The snowflake for me this week was a UK mobile service provider that trapped me in an endless looping nightmare between their help desk bunnies (wherever their call centre warrens are) and the sales staff at a number of their high street stores.
In the end – and I’m not really sure it has ended yet – I feel fortunate to have escaped with my sanity intact and regret for the hair I have pulled from my already fast-balding scalp in frustration.
Initially, I thought that buying a local SIM card for pay-as-you-go service while I visited the UK for a month or so would save me horrendous “roving costs “on my contract in South Africa. But that proved expensive, so I decided to get a local contract instead.
“The best way to do it,” said the extremely friendly sales rep in the high street shop “is to get a local contract. As soon as it’s activated, implement the 30-day cancellation clause via our help desk. This way, you’ll get a month of calls and data, and if you convert to pay-as-you-go, you’ll get to keep the number for your future visits to the UK.”
Convinced by her charm and sales pitch, I signed along the dotted line. Unfortunately, as Julia Roberts said in Pretty Girl, “Big Mistake”.
This nightmare began the night I called the helpline to cancel the contract. The call centre lady, in an act of seriously efficient stupidity, cancelled the contract as we spoke. In mid-sentence, my phone went dead. No Service. No calls, no nothing except what Paul Simon described as, “the sound of silence”.
The next morning, I took a 30-minute bus ride to their shop. “We can’t help you,” said the sales lady. “We only do sales, so you’ll need to phone the help desk.”

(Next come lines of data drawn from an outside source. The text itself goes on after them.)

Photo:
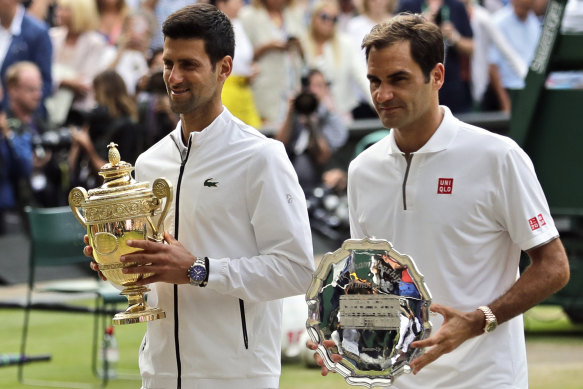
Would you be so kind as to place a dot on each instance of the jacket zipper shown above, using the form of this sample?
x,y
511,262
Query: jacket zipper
x,y
408,158
176,220
244,323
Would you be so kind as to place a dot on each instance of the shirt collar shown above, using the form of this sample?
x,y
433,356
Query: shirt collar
x,y
439,141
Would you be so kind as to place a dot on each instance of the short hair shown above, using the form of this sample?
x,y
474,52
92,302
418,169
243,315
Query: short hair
x,y
206,22
425,38
15,70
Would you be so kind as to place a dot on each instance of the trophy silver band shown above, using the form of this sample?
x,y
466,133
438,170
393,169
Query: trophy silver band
x,y
120,210
372,301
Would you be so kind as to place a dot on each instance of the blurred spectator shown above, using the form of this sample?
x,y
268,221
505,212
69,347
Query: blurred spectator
x,y
156,118
337,57
112,14
274,28
45,186
520,26
346,11
79,56
130,60
24,38
15,165
311,131
112,120
486,33
24,87
452,17
237,95
374,12
162,9
43,10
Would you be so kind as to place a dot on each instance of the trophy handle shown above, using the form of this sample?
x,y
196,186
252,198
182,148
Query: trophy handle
x,y
78,196
162,188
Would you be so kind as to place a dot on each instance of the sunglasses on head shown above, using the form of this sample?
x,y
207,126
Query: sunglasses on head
x,y
328,18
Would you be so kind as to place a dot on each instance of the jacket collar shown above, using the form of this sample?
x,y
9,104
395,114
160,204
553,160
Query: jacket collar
x,y
196,138
439,141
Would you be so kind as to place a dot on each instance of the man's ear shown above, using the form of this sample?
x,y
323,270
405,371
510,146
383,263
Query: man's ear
x,y
224,68
437,76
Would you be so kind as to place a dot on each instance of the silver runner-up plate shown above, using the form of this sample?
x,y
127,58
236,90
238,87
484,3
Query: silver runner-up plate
x,y
373,303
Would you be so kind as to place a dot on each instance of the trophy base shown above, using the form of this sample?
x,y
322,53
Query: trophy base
x,y
148,314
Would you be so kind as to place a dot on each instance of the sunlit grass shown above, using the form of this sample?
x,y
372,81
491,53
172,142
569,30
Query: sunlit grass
x,y
67,337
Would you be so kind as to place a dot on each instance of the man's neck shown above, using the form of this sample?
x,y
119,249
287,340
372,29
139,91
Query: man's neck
x,y
414,137
198,121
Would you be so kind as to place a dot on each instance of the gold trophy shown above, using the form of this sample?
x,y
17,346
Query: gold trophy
x,y
120,210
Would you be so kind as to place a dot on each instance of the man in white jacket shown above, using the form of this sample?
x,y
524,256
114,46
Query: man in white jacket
x,y
241,233
463,202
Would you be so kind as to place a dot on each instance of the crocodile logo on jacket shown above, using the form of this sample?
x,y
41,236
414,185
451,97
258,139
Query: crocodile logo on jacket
x,y
210,183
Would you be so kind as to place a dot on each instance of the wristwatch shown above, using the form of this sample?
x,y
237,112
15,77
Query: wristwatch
x,y
491,322
198,272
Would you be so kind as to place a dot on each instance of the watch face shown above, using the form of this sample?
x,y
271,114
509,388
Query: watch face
x,y
197,273
491,326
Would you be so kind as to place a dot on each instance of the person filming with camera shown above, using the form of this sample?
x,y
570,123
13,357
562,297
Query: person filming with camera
x,y
312,131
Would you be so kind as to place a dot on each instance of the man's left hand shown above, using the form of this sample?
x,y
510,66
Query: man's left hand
x,y
457,327
168,262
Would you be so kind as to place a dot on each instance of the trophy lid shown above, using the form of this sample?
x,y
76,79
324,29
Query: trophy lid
x,y
117,176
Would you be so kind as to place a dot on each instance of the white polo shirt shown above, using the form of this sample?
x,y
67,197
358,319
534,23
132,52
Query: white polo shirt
x,y
463,207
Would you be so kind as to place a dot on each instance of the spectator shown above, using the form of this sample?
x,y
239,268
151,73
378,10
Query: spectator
x,y
24,38
274,28
156,118
237,94
485,35
112,14
43,10
521,28
374,12
312,131
336,56
346,11
131,54
17,127
162,9
79,56
112,120
452,18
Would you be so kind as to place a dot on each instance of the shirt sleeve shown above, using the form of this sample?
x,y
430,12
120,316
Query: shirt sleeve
x,y
522,207
278,214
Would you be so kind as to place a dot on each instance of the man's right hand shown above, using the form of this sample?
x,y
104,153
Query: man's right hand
x,y
327,343
88,252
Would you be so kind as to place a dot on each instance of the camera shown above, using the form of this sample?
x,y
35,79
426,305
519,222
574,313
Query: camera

“I can’t,” I replied, ” because they killed my connection.”
She pointed to a landline (yes, a landline in a cell phone shop) over in the corner. After a long wait, my plea for help was answered and my service reinstated.
That night, I tried again to cancel the contract. “You can’t do that while on the phone,” said the call centre bunny. “Go to the store.”
So another day and another 30-minute bus journey led me back to the same spot I’d already been in. I was told to call the helpdesk. And so it went on and on and on until I was turned into a ranting lunatic as my call was passed from one shop to another – and one help desk bunny to another as if I was a hand grenade with the pin pulled…which I guess I was in a manner of speaking.
In the end, the problem appears to have been solved, although I’m not quite sure what the deal is: my London mobile works and I can make and receive calls and texts. So I will let sleeping dogs lie – for 30 days that is.
One day, I hope I’ll be able extract myself from this mobile hell and make the right connection with a service provider whose helpdesk can actually help – and a sales staff who can do more than point their complaining customers to a landline in the corner of the shop.
So much for the ads. The company now has one seriously unhappy customer. No ad spend budget or clever marketing campaign will help them win me back as a customer. It’s about service, guys. Cross that hurdle and any product will sell.